Définitivement, « COPIA PRIVA DELENDA EST »
Toutes ces raisons appellent une reforme urgente d'ensemble, une réforme qui ne pourra pas être bâtie sans les autres volets du financement de la culture à l'ère du numérique.
Nous sommes ici pour prendre date, parce que nous ne pourrons pas éviter les autres volets de la propriété intellectuelle, sans vouloir aborder le sujet hadopi.
Entendons nous bien, nous avons devant nous, et ce sera sans doute une des responsabilité des parlementaires de la prochaine législature, nous avons devant nous le chantier de la législation sur la protection de la propriété intellectuelle à l'ère du numérique, pour asseoir un nouveau financement pour les ayants droits.
« COPIA PRIVA DELENDA EST », le concept de copie privée est mort, mais ce qui ne l'est pas, c'est la participation des industriels du numérique au financement de la culture, et encore faudra-t-il le baser sur les pratiques courantes plus que sur un acte de copie qui deviendra éphémère voire fictif.

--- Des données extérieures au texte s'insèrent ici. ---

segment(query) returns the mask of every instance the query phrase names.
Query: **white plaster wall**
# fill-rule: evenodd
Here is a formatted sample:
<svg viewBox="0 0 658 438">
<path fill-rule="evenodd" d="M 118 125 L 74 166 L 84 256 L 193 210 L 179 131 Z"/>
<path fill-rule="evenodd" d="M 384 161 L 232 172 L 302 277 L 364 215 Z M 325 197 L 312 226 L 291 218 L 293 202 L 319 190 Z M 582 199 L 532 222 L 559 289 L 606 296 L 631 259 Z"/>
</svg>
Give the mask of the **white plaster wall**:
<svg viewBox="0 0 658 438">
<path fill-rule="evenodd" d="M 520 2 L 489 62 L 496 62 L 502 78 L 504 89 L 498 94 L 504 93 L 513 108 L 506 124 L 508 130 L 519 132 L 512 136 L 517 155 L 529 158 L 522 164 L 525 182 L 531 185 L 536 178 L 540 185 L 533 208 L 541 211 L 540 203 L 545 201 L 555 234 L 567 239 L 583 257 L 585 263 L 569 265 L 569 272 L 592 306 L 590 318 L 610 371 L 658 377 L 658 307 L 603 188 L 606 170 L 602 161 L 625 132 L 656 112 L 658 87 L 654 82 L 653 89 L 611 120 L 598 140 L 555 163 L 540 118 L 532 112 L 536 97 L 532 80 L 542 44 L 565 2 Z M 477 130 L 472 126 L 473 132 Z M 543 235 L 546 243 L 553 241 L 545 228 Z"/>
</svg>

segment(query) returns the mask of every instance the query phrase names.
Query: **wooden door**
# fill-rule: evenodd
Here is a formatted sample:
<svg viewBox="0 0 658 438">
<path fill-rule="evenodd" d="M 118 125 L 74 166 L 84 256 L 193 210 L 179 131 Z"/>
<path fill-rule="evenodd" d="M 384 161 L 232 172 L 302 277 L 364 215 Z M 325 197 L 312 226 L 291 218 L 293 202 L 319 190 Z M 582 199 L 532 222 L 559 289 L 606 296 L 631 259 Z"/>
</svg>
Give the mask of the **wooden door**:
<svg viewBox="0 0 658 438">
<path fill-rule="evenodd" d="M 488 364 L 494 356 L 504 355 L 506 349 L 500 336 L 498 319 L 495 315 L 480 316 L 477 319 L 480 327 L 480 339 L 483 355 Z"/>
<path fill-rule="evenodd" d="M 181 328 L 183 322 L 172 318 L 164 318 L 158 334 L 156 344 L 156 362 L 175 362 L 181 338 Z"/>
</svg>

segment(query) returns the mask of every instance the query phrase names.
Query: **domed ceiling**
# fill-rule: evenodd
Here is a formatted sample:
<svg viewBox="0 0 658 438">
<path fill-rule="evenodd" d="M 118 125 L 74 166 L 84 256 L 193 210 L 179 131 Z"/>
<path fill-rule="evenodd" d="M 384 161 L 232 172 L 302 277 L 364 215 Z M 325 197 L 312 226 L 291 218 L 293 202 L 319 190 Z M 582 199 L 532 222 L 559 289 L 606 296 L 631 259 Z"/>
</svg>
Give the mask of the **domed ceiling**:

Monsieur le Ministre, le groupe Nouveau centre votera dans sa majorité pour ce projet de loi, mais à titre personnel je m'abstiendrai parce ce que je suis sceptique sur l'efficacité a court terme de cette loi rustine.
Citation
Le web permet de citer ses sources, tout le monde n'a pas lu Astérix.
http://fr.wikipedia.org/wiki/Delenda_Carthago
J'avoue avoir du mal à filer la métaphore jusqu'au bout.
La taxe pour la copie privée est une aberration, sur la forme.